City Dems select Jones as special election nominee

Photos by Chip Lauterbach

By Chip Lauterbach, contributor

In their second party caucus of the year, city Democrats chose Council Member Chris Jones as their nominee for the special election to replace Council Member George Hirschmann.

After a final vote recount and certification, Jones won with 189 votes. The second candidate, Paloma Saucedo, earned 162 votes. Saucedo immediately endorsed Jones and the other Democrats on the ticket for the November election..

Hirschmann, who resigned for health reasons in May, was replaced until the November election by former Mayor and city council member, Richard Baugh.

Saucedo and Jones at Saturday’s caucus

Jones and Saucedo became candidates for the special election nomnation after finishing third and fourth, respectively, in the regular Democratic caucus that occurred on June 4. In that race, Dany Fleming and Moncia Robinson won the nominations, with Robinson defeating incumbent Jones by a single vote.

“Residents, business owners, first responders, our school system, all of those individuals who make Harrisburg a better place, I’m going to meet with those individuals so that we can come up with plans to build a better ‘Burg.” Jones said. “ We can continuously make living in Harrisonburg, working in Harrisonburg and playing in Harrisonburg a fun and equitable thing to do.” 

After securing the nomination, Jones will be running to fill the remaining two years of George Hirschmann’s term on city council.
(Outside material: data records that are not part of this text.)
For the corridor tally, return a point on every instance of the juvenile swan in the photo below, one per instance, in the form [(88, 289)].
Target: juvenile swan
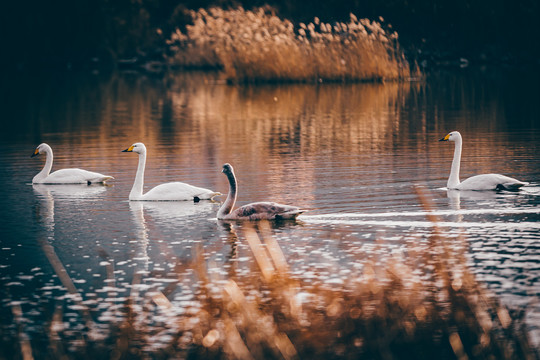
[(64, 176), (253, 211), (478, 182), (173, 191)]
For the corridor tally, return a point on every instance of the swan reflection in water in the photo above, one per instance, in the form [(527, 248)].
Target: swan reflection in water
[(69, 192), (152, 217)]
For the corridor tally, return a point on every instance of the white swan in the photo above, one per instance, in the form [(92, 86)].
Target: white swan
[(253, 211), (478, 182), (64, 176), (173, 191)]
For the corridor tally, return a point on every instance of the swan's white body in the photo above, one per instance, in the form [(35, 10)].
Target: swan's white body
[(253, 211), (173, 191), (478, 182), (64, 176)]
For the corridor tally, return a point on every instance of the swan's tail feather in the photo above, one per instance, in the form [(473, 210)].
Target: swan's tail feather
[(290, 215), (511, 186)]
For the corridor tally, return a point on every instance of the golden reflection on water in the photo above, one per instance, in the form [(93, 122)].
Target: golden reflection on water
[(278, 136)]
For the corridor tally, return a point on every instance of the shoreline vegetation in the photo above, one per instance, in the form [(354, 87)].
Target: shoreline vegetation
[(428, 306), (102, 35), (258, 46)]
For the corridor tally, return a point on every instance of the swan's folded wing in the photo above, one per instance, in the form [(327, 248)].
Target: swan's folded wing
[(266, 211), (75, 176), (491, 182), (178, 191)]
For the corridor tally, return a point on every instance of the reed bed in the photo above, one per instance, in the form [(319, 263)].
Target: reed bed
[(427, 306), (258, 46)]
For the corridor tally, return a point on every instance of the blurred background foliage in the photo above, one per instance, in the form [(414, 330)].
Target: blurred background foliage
[(68, 33)]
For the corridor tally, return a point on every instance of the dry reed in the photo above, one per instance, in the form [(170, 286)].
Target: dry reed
[(253, 46), (429, 306)]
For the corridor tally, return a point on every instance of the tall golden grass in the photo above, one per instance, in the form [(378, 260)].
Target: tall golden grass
[(428, 306), (253, 46)]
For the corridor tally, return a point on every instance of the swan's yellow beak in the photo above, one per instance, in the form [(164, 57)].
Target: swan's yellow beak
[(445, 138)]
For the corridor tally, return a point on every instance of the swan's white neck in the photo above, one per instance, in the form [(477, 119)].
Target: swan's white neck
[(136, 190), (48, 165), (453, 179), (227, 206)]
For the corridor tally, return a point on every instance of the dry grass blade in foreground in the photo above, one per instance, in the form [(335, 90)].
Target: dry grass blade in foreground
[(427, 306), (254, 46)]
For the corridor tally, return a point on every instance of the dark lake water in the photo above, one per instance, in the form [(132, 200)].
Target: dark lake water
[(351, 154)]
Jones was first elected to city council in 2014 and served as mayor from 2015 to 2017.

Saucedo, a social worker and a community organizer, ran for city council in 2018 as an Independent with a progressive platform, placing fifth.

“I feel like, when we create democracy, when we build democracy, that we don’t really lose,” Saucedo said. “This might not be a win for me specifically, but it’s a win for democracy, and I’m very happy with Chris, very happy with the party, and we will all continue to do the work.”
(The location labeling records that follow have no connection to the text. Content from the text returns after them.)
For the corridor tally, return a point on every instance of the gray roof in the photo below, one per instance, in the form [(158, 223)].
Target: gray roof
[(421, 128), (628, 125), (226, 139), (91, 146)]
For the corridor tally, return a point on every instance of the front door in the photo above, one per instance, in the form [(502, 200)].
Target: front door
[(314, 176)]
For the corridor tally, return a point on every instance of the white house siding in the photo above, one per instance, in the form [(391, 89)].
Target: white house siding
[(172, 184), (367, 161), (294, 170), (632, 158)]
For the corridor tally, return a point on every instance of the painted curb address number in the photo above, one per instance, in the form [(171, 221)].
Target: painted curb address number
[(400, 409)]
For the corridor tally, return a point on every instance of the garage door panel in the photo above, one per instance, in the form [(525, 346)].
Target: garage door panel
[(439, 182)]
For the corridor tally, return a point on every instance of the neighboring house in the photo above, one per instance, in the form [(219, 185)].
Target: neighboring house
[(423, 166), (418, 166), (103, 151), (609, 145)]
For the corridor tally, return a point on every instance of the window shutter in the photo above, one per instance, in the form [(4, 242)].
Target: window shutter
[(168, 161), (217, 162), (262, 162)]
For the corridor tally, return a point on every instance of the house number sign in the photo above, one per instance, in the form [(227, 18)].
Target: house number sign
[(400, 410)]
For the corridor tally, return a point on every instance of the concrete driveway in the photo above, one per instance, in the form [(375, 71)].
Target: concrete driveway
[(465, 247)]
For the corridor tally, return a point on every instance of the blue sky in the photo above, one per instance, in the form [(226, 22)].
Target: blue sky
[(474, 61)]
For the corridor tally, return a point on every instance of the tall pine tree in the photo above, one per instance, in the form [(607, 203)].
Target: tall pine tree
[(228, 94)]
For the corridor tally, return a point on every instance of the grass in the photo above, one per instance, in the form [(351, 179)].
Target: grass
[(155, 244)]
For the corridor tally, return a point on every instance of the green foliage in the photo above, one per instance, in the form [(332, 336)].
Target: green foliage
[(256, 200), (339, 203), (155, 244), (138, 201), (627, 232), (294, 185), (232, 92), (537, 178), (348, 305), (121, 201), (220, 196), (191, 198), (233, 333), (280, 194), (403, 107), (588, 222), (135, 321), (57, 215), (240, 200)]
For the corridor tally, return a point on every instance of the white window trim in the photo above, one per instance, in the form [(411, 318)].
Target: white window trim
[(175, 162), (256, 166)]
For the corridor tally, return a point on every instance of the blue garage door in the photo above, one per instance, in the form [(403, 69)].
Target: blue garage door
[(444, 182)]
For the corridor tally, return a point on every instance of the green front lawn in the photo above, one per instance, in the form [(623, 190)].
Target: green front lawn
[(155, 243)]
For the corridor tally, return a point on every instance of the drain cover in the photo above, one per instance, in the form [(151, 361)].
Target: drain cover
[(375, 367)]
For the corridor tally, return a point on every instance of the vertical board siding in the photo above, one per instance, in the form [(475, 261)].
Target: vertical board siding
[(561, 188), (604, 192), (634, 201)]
Robinson and Fleming will face Independents Marshall Orenic and Rick Nagel in the general election this November for the two open council seats. The deadline for other candidates to run against Jones in the special election to fill the remainder of Hirschmann’s term is Aug. 19.

Mayor Deanna Reed attended the caucus at the Democratic headquarters on West Market Street to support the party’s candidates, saying that no matter the outcome in November, city council will be very busy afterwards.
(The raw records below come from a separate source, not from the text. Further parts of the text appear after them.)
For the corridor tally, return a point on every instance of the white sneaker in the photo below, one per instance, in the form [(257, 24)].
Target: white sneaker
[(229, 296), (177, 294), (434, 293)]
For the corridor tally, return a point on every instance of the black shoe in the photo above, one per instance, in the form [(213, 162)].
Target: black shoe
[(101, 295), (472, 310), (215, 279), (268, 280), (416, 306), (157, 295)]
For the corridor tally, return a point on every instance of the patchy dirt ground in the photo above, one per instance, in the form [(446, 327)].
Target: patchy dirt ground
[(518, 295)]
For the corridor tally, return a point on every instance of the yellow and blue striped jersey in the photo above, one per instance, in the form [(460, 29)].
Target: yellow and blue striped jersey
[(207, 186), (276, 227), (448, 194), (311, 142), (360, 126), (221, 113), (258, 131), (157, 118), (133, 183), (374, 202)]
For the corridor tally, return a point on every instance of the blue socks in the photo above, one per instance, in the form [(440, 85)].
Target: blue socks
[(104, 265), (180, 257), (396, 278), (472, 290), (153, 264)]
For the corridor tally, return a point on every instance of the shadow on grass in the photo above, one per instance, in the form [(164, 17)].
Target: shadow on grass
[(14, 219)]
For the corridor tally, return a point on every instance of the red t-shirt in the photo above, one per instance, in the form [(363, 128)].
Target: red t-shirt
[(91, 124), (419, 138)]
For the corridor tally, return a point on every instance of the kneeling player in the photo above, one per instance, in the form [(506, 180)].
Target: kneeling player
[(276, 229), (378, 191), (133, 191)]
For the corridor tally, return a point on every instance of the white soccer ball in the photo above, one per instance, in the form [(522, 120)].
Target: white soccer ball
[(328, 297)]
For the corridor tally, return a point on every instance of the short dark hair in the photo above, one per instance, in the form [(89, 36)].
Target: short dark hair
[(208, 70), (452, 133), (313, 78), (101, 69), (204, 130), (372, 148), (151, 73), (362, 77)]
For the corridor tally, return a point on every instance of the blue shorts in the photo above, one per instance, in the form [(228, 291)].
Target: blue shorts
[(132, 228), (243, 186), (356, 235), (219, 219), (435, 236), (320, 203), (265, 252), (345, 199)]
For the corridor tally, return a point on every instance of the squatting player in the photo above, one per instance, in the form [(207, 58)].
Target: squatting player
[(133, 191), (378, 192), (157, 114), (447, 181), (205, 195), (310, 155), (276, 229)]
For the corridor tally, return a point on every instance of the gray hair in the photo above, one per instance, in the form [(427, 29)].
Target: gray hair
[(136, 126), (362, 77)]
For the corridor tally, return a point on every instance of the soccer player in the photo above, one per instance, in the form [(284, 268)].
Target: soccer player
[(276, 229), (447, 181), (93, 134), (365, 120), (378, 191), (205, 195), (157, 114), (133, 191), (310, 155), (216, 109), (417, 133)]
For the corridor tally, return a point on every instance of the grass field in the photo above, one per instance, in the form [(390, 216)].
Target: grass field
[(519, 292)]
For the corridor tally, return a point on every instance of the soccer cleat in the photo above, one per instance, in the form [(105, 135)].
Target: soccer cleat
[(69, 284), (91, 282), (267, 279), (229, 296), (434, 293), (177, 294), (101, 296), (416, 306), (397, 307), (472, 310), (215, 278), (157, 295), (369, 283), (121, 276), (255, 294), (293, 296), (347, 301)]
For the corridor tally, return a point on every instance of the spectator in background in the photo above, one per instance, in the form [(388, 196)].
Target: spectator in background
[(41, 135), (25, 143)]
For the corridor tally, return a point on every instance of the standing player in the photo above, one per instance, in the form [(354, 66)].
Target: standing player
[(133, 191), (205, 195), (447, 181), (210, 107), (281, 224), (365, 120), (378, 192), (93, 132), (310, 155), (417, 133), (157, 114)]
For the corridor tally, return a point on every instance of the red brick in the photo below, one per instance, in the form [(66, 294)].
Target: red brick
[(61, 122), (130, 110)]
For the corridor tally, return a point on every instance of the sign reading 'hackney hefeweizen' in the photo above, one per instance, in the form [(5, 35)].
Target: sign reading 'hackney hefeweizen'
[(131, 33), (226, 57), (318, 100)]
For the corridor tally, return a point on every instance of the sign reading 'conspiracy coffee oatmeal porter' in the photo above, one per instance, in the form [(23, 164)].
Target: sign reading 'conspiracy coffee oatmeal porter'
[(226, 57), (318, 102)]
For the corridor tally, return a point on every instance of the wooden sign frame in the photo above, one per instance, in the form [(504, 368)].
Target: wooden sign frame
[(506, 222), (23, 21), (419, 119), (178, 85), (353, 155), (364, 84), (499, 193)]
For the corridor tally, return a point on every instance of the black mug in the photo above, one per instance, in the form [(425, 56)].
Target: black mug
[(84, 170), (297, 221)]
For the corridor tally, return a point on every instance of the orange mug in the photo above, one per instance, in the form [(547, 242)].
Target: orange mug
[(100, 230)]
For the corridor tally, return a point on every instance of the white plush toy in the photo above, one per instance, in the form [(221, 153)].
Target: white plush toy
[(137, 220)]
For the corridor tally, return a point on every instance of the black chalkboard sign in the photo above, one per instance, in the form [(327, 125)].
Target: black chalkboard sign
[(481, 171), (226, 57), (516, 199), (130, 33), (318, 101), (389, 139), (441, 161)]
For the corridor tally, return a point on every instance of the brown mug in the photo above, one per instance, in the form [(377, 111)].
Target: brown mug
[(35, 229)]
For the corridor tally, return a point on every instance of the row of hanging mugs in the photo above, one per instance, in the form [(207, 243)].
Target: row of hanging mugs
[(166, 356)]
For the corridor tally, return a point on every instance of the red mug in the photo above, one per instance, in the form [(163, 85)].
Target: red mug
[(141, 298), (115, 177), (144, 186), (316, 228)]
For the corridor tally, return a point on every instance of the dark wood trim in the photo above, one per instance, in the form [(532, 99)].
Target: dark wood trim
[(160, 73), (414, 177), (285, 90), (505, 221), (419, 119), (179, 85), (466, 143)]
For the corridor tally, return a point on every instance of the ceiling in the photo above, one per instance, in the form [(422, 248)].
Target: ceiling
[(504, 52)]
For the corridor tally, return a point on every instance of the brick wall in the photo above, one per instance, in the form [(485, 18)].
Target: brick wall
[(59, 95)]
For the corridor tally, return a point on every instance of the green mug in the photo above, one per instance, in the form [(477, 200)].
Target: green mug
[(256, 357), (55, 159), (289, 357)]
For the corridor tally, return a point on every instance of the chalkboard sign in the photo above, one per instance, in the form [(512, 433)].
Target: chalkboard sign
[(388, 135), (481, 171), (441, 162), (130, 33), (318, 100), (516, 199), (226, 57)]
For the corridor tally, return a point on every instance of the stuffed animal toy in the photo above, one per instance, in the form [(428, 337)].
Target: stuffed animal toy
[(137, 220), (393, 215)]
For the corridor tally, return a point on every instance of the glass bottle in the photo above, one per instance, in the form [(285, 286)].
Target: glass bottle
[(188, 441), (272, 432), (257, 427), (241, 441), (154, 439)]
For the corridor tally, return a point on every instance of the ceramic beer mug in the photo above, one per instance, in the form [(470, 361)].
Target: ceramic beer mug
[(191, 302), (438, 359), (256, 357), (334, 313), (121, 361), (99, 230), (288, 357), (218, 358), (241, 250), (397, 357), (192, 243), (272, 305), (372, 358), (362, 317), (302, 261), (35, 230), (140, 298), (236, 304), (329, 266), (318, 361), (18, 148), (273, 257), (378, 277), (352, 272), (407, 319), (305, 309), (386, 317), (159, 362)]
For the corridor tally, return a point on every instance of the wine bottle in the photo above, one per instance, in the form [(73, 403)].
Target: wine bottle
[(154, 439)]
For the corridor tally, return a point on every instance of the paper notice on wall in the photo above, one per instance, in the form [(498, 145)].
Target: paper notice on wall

“We’re working on finding a new City Manager and finding ways to better handle the ARPA funding coming up this fall, so those are two immediate issues.” Reed said. 

Reed also spoke about her optimism for keeping the diverse community representation that the city council has held for several years.

“One thing I’m proud of this City Council for, is that we are a majority minority,” Reed said, “so that enables all voices in the community to be heard, and that is something I hope we can continue.”

With polls open from 10 a.m. to 5 p.m. party officials saw a steady stream of voters throughout the day and announced results within an hour of polls closing.

For former JMU Student Lawrence Marfo, who made the decision to stay on in the Friendly City after college, getting more involved in local politics was his way of giving back to a community that he felt has given him so much.

“I can see, from over the years, going from being a college student here, to now being an actual citizen of Harrisonburg the impact of all of us working together for democracy.” Marfo said.

Marfo’s sentiments were echoed by Gia Yoder, President of the JMU College Democrats, who said that student involvement was key to the city becoming more of home for the students.

“It’s difficult to do now because it’s summer and a lot of people have gone home, but it’s very important moving forward making sure that we’re being brought into the conversations.” Yoder said. 

Harrisonburg Democratic Chair Alleyn Harned was proud of turnout and how both the voters and the candidates were able to interact on a much more personal level. 

“We had people steadily coming in to give their voices to this process,” Harned said. “We had volunteers helping with curbside voting to be of better assistance for those with disabilities, we had Paloma and Chris laughing with voters and everyone had a great time.”